6. Melewati Batas

1.5K 169 83
                                    

Aku masih ingat dengan jelas saat pertama dan terakhir kalinya Papi menamparku. Terasa ngilu baik di pipi maupun di hati. Aku juga masih ingat saat beberapa hari setelahnya Papi mengirimkan barang-barangku yang ada di rumah ke apartemenku. Dan saat aku meminta penjelasan darinya tentang semua itu, semakin dalam kepedihan yang kurasakan.

"Pergi dari rumah ini. Mulai hari ini saya tidak punya anak bernama Kiara Kyle Tanubrata," ucapnya tenang saat itu sambil pergi meninggalkanku yang masih berdiri di ruang keluarga rumah kami. Papi bahkan enggan untuk memandang wajahku.

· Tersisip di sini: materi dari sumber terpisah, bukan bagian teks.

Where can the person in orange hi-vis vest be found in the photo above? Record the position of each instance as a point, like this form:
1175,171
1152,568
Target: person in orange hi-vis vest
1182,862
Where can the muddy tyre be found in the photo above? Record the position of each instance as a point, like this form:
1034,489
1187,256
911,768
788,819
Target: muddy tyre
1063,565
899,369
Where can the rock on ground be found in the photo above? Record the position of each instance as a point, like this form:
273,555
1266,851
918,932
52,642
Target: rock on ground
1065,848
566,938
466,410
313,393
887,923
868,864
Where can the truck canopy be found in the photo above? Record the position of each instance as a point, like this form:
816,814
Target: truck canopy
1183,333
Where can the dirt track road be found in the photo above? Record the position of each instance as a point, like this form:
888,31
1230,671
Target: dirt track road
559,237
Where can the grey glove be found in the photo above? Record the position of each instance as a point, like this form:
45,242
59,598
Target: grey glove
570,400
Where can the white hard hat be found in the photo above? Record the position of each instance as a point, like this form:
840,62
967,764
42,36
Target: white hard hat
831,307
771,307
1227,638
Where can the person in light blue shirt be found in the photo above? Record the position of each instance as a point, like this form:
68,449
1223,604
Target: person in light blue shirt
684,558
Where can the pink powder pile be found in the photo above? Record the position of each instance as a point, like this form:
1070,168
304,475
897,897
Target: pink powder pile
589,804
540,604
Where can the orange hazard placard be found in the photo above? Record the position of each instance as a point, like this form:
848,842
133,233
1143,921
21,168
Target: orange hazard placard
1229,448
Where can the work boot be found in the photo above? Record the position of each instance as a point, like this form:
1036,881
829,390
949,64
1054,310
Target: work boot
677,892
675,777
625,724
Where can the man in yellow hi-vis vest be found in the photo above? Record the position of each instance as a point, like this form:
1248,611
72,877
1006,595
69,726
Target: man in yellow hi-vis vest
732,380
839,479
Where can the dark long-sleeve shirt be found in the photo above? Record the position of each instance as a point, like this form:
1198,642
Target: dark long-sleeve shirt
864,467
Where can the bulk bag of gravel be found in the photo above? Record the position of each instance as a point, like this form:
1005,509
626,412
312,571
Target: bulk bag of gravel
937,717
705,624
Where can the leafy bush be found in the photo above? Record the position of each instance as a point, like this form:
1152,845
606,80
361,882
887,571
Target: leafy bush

Kak Ilana dan Mami yang saat itu tengah melihat peristiwa itu sampai menangis dan memohon pada Papi untuk memikirkan keputusannya kembali. Tentu Papi setuju dengan permintaan kedua wanitanya itu. Dan tentunya dengan syarat. Aku tidak boleh berhubungan lagi dengan Mala. Papi memberiku 2 pilihan, membiarkan Mala diasuh orang lain atau menitipkan Mala ke panti asuhan.

Aku tertawa saat syarat tidak masuk akal itu terlontar dari mulut Papi. Kedua syarat itu punya inti yang sama, yaitu aku harus membuang Mala. Aku tidak percaya kalau Papi akan setega itu pada bayi yang sama sekali tak berdosa.

Aku tidak memikirkan banyak hal saat aku melemparkan kunci mobil, kartu debit dan kredit, serta berbagai fasilitas yang diberikan Papi padaku tepat di kakinya. Yang ada di kepalaku hanyalah bagaimana aku bisa tetap membesarkan Mala. Sedikit pun aku tidak pernah berpikir akan memberikan anak itu pada orang lain. Dia anakku dan akan selalu begitu, meskipun itu berarti aku akan kehilangan segalanya.

Kubiarkan pikiranku melayang saat aku sedang berkutat dengan alat-alat dapurku, membuat satu sisi pancake buatanku menggelap. Sudah 4 buah pancake yang kubuat seperti ini. Rasanya aku ingin menyerah saja dan memulai sarapan dengan sereal serta susu.

Aku sudah akan memanggang adonan pancake-ku lagi saat bel apartemenku dipencet dengan tidak sabaran. Aku penasaran, orang tidak waras mana yang membunyikan bel pagi-pagi buta begini, apalagi dengan kuantitas yang tidak wajar. Apa dia tidak punya jam di rumahnya?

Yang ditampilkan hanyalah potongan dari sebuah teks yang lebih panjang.